Eleven men died in the incident and at least seventeen others were seriously injured. At the time of the blowout, a 5,000 foot-long riser connected the Deepwater Horizon to the well. Hydrocarbons from the well travelled up the riser to the rig, fueling the fire. Deepwater Horizon capsized and sank on April 22. 

As it descended, the marine riser collapsed and fractured. Oil and gas then poured into the Gulf via breaks in the riser near the seafloor. These events triggered a massive response—unprecedented in size and complexity—to combat the oil spill. On April 29, 2010, the incident was declared a “Spill of National Significance” under the National Contingency Plan. This was the first oil spill to receive such a designation. 

Efforts to regain control of the well and stop the source of the discharge finally succeeded on July 15, 2010, nearly three months after initial blowout. By that time, approximately 3.19 million barrels of oil had entered the Gulf.

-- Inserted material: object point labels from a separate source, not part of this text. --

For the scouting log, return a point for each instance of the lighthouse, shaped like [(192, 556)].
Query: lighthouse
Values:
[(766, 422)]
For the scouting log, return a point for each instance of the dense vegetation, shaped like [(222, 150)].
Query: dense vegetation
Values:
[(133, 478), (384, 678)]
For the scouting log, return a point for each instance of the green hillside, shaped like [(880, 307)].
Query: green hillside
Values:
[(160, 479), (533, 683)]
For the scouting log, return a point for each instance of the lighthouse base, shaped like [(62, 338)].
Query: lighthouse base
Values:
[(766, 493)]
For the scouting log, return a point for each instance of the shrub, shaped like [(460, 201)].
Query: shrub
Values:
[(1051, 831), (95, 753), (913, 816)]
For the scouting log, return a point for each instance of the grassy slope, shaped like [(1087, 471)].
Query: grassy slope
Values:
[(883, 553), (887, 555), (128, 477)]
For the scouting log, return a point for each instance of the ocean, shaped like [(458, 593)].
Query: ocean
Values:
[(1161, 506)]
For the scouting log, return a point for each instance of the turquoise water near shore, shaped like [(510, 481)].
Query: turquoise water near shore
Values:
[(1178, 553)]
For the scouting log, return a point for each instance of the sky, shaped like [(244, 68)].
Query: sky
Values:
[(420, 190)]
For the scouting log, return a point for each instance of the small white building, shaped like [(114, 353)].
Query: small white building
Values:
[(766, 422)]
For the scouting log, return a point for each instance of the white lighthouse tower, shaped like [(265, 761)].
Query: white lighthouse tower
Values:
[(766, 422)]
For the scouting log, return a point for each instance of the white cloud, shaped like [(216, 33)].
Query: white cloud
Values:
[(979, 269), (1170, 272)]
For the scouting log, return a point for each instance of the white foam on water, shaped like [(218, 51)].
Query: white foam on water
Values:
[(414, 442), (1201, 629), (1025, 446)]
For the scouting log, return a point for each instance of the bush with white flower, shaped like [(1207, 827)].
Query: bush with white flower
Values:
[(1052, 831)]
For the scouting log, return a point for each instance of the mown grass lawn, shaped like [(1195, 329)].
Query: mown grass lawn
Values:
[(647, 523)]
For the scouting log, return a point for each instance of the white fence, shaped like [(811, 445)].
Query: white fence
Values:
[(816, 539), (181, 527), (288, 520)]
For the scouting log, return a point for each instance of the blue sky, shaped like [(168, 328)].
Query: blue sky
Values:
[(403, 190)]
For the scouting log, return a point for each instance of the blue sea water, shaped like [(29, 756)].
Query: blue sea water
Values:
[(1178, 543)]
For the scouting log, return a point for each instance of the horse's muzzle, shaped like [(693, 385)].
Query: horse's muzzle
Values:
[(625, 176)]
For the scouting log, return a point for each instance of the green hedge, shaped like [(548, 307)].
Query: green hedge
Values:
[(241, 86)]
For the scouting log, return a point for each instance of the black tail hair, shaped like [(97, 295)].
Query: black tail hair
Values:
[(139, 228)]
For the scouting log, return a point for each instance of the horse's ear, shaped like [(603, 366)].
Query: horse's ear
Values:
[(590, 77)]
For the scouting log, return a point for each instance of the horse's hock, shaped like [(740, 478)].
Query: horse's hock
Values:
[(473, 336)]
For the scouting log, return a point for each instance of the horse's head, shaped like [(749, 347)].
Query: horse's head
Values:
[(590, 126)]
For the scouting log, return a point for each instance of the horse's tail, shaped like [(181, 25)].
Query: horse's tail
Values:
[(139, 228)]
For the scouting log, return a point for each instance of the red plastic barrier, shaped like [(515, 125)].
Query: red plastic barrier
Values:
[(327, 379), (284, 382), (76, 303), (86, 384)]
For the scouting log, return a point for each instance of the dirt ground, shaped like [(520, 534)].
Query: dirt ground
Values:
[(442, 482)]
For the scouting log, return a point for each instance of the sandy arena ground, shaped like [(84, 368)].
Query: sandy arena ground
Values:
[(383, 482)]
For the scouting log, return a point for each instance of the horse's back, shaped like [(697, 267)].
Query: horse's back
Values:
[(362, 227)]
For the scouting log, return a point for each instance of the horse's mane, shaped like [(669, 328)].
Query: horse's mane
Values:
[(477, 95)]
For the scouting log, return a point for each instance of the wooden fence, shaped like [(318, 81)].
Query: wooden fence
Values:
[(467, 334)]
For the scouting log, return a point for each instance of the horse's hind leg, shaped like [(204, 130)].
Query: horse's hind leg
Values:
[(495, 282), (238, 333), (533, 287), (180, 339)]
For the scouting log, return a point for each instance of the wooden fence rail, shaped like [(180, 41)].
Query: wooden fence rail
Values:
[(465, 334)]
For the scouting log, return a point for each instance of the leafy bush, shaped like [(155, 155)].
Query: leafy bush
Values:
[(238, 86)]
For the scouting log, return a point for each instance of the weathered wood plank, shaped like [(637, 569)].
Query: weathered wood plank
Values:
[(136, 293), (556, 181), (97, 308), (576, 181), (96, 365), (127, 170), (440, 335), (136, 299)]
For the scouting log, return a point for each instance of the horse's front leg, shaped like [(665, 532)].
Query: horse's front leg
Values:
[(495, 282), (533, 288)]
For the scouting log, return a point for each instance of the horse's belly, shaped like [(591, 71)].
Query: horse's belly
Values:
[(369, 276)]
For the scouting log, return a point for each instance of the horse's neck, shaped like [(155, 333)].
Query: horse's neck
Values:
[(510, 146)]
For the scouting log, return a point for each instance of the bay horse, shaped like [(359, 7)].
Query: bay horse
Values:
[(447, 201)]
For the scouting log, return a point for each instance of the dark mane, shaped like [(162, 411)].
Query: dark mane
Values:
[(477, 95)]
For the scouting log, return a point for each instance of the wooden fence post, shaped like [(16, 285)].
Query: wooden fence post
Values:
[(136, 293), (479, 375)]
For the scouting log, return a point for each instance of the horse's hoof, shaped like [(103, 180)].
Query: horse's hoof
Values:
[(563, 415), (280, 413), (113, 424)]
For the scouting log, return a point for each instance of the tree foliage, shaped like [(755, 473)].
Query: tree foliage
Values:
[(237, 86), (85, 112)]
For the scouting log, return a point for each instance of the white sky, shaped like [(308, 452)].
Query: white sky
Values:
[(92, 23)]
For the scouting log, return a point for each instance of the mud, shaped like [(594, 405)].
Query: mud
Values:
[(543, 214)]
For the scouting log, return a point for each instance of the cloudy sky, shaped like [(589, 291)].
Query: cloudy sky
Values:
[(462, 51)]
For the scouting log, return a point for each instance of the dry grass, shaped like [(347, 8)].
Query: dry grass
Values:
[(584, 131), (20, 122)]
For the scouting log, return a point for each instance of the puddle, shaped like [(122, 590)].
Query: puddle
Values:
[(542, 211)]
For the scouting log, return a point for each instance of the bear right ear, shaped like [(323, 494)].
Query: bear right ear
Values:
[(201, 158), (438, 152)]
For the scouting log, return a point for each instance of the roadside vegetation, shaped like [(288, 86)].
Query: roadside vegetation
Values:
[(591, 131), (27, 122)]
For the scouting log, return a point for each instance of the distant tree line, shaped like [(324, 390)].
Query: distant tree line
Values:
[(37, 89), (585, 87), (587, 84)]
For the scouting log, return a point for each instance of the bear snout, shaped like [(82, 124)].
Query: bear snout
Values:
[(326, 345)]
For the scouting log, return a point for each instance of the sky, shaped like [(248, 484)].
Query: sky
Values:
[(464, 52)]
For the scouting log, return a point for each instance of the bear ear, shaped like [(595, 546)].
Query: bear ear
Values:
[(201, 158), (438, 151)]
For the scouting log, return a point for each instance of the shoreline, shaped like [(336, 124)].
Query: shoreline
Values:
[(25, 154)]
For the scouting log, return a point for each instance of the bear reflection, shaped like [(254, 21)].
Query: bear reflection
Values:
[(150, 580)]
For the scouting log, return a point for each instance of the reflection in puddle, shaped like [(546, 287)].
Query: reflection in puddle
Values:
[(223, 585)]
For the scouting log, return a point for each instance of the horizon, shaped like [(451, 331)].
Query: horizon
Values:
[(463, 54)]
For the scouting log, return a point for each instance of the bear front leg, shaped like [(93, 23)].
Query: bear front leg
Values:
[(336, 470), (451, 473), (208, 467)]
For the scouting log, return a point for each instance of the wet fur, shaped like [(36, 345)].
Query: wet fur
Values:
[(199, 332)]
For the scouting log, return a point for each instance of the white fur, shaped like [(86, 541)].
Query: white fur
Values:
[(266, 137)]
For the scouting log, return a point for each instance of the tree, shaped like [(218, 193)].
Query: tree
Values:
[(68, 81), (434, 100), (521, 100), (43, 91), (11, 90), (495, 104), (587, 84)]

BP will pay a Clean Water Act penalty of $5.5 billion (plus interest), $8.1 billion in natural resource damages, up to an additional $700 million to address injuries to natural resources that are presently unknown and $600 million for other claims, including claims under the False Claims Act, royalties and reimbursement of natural resource damage assessment costs and other expenses due to this incident.  Taken with the related agreement which requires BP to pay approximately $5.9 billion to the states and local government entities, BP will be paying a total of over $20 billion, the largest settlement with a single entity in the history of federal law enforcement.